Using third-party frameworks/libraries when building your WinJS app

Thanks to Generation App, you’re well on your way to creating that great Windows Store app using JavaScript.  Maybe you’re working with an existing web app, and you’ve explored the Windows Library for JavaScript.  But what about integrating third-party frameworks/libraries?

Perhaps you’ve noticed a trend of the single-page application (SPA) model and even built your own SPA with HTML5, Knockout, and jQuery.  In order to differentiate your WinJS app, you may find it valuable to leverage JavaScript frameworks/libraries for single-page and rich JavaScript application.  Here’s a great post by Steve Sanderson on some of the top frameworks/libraries that are relevant to building WinJS apps:

A week ago was the Throne of JS conference in Toronto, perhaps the most interesting and different conference I’ve been to for a while. Quoting its website:

It’s no longer good enough to build web apps around full page loads and then “progressively enhance” them to behave more dynamically. Building apps which are fast, responsive and modern require you to completely rethink your approach.

The premise was to take the seven top JavaScript frameworks/libraries for single-page and rich JavaScript applications — AngularJS, Backbone, Batman, CanJS, Ember, Meteor, Knockout, Spine — get the creators of all of them in one location, and compare the technologies head to head.*

Disclaimer: I was there to represent Knockout, so obviously I’m not neutral. In this post my focus is on what the creators said about the scope and philosophy of their technologies, and not so much on whether I agree or disagree.
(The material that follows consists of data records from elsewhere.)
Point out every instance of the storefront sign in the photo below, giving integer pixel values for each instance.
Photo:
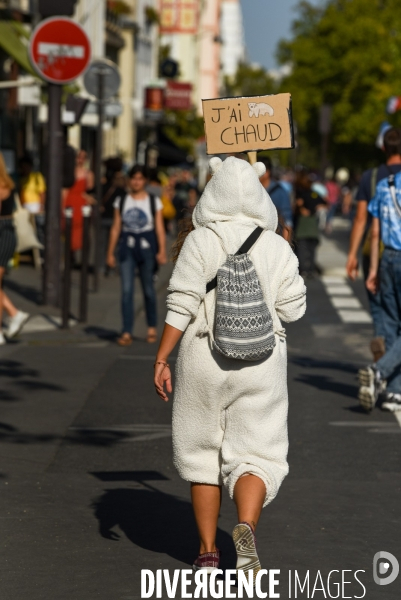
(179, 16)
(177, 96)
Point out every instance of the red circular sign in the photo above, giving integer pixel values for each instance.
(59, 50)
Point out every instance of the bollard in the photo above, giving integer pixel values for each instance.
(68, 213)
(83, 298)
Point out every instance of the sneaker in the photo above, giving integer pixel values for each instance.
(245, 545)
(208, 562)
(392, 402)
(15, 324)
(371, 384)
(378, 348)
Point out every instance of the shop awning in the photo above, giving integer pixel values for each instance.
(10, 41)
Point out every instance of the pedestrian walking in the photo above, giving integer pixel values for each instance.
(231, 398)
(385, 209)
(139, 230)
(279, 196)
(78, 196)
(8, 244)
(114, 188)
(307, 235)
(361, 230)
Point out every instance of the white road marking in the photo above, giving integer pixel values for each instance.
(349, 309)
(341, 302)
(354, 316)
(339, 290)
(359, 424)
(142, 357)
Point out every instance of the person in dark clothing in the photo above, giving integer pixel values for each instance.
(306, 226)
(361, 229)
(280, 197)
(113, 189)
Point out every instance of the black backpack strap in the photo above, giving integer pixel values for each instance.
(122, 202)
(246, 246)
(274, 188)
(250, 241)
(153, 205)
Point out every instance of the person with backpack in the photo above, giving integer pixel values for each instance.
(138, 228)
(234, 281)
(361, 230)
(385, 209)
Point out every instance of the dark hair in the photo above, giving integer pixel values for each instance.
(267, 162)
(26, 160)
(392, 142)
(138, 169)
(302, 180)
(154, 175)
(113, 164)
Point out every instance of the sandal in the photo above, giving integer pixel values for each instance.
(125, 339)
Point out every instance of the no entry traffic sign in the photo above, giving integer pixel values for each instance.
(59, 50)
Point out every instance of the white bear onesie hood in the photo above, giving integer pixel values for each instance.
(230, 416)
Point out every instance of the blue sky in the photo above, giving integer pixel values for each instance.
(266, 22)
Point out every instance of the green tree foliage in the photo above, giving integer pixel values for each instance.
(346, 53)
(249, 81)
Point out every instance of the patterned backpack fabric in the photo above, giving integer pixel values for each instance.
(244, 326)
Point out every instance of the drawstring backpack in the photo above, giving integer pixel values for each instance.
(244, 326)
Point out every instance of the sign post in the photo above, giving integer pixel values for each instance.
(102, 80)
(59, 51)
(248, 124)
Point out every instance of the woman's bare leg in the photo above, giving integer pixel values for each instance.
(8, 305)
(206, 502)
(249, 497)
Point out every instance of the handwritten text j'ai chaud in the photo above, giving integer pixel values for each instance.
(247, 124)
* Yes, I know that’s eight frameworks, not seven. This part was never fully explained…

TL;DR Executive Summary
  • For many web developers, it’s now taken for granted that such client-side frameworks are the way to build rich web apps. If you’re not using one, you’re either not building an application, or you’re just missing out.
  • There’s lots of consensus among the main frameworks about how to do it (Model-View-* architecture, declarative bindings, etc. — details below), so to some extent you get similar benefits whichever you choose.
  • Some major philosophical differences remain, especially the big split between frameworks and libraries. Your choice will deeply influence your architecture.
  • The conference itself was stylish and upbeat, with a lot of socialising and conversations across different technology groups. I’d like to see more like this.